Mks1 acts downstream of Ptch1 and Smo in neural tube patterning.(A–X) Immunofluorescent images of sections through e10.5 wild-type (A–D) Mks1^krc (E–H), ptch1 (I–L), krc;ptch1 (M–P), smo (Q–T) and smo;krc (U–X) neural tubes at the level of the forelimb. FoxA2 marks floor plate cells, Nkx2.2 marks V3 interneuron progenitors, HB9 marks motor neurons, Nkx6.1 labels V2, V3 and motor neuron progenitors. In Mks1^krc mutants, floor plate cells are reduced in number or absent (H) compared with wild-type (D). (G) V3 interneuron progenitors are found more ventrally in mutants than in controls (C) and (F) motor neurons expand ventrally to the midline. Additional ventral progenitors largely form normally in mutants (E). ptch1 Mutants fail to close the neural tube and show a gain of Shh signaling including an expansion of floorplate markers (L), V3 and other ventral progenitors (K, I). Note: ptch1 mutants are delayed compared with wild-type and have not formed significant numbers of motor neurons at this stage. Mks1^krc;ptch1 double mutants look more similar to Mks1^krc mutants than ptch1 mutants: only a few floor plate cells are specified (P), V3 progenitors are largely found at the ventral midline and motor neurons and other ventral progenitors are ventrally restricted (N, M). smo Mutants show a complete loss of Shh signaling in the neural tube and ventral cell types such are not specified (Q–T). smo;Mks1^krc double mutants fail to specify the most ventral cell types (W, X) but some motor neurons (V) as well as Nkx6.1+ (U) and V0 progenitors (data not shown) are specified. Note: ptch1 (I–L) and smo (Q–T) mutant sections are shown at twice the magnification of the other sections. Scale bars = 0.1 mm. The scale bar in (A) is valid for all panels except (I–L; Q–T). See (I and Q) for appropriate scale bars.

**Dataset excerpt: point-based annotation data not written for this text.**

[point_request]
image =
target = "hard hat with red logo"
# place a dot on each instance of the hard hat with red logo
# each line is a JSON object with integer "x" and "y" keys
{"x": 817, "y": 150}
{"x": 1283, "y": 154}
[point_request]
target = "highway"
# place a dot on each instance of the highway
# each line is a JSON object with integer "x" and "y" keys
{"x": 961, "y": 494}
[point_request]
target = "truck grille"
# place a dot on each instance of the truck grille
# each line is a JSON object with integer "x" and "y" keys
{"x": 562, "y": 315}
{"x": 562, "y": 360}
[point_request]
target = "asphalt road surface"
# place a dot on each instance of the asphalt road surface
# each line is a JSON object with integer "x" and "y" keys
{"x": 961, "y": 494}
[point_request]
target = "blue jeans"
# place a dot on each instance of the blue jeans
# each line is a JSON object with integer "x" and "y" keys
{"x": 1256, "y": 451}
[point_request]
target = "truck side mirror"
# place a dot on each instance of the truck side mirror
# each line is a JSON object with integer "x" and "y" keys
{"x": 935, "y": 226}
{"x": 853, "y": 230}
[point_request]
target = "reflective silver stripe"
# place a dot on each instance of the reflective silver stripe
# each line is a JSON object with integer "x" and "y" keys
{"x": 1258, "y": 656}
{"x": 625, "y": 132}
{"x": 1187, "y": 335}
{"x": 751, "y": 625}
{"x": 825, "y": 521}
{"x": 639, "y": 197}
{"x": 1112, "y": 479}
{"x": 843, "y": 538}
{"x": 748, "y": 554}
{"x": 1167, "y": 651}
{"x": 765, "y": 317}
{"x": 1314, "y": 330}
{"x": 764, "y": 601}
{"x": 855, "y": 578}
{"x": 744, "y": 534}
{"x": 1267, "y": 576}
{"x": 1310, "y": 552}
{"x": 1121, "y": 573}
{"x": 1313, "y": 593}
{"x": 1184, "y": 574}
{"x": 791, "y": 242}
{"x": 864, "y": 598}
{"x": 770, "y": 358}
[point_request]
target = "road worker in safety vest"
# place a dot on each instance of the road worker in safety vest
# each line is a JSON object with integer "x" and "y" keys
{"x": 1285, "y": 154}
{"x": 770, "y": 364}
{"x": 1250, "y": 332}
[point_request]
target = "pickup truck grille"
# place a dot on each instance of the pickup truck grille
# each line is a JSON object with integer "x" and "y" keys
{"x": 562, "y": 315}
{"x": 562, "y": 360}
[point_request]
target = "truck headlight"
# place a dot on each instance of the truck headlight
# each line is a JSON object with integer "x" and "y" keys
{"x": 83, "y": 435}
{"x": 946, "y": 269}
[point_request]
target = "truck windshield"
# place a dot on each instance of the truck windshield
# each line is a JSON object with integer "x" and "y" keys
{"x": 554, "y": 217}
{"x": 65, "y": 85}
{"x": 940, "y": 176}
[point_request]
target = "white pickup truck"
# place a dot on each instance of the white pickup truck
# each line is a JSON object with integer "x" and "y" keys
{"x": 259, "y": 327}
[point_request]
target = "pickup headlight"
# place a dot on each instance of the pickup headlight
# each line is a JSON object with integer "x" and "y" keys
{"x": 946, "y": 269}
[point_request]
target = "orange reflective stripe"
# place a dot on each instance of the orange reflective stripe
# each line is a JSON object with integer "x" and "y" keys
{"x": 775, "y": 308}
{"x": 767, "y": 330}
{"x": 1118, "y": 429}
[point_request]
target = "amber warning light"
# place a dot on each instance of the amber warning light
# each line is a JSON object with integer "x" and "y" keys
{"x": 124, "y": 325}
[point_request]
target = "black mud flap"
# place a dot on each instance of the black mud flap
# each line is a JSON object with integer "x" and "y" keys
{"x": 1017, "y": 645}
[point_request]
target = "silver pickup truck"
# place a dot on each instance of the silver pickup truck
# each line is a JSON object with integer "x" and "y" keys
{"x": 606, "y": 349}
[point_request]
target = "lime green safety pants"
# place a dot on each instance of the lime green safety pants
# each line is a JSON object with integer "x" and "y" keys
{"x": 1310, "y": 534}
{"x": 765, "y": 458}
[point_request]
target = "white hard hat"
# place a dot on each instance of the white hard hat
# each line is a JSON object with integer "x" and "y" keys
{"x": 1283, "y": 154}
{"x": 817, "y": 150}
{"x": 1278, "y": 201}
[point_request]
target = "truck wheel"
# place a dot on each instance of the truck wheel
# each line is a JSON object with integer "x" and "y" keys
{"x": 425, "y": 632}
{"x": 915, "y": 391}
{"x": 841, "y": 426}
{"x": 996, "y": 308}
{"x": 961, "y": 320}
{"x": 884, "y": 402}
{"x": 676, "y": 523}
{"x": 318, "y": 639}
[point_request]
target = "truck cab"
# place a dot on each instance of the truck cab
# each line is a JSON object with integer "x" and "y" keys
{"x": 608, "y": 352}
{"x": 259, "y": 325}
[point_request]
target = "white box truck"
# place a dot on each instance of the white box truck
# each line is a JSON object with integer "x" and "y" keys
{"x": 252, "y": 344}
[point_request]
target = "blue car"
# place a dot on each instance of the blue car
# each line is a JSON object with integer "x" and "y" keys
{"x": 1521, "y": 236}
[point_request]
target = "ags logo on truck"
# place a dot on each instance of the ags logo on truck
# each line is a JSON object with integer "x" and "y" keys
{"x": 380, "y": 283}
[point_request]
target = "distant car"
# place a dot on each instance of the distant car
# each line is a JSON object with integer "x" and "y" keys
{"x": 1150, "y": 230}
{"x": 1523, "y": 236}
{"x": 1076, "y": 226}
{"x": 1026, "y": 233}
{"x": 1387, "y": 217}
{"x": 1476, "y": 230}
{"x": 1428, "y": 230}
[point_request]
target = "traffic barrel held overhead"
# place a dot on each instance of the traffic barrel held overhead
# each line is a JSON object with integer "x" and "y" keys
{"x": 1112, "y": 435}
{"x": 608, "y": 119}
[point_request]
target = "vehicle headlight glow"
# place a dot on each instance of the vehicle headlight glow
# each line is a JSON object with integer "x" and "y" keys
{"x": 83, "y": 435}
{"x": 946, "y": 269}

Shh signaling is altered in Mks1^krc mutant limbs. (A, C, E, G) Dorsal views of e11.5 wild-type forelimbs showing posteriorly restricted (A) Shh, (C) Grem1, (E) Gli1 and (G) Ptch1 expression. (B, D, F, H) Mks1^krc mutant limbs show strong posterior expression of Shh and its target genes. (D) All Mks1^krc mutant mutants assayed showed an anterior expansion of Grem1 (n = 12). (F) In a subset of mutants, Gli1 is ectopically expressed on the anterior side of the limb (n = 2/12) despite the lack of ectopic Shh. Arrowheads indicate ectopic expression in the anterior limb. Controls and mutants are shown at the same magnification. The scale bar in (A) is valid for all panels (0.5 mm).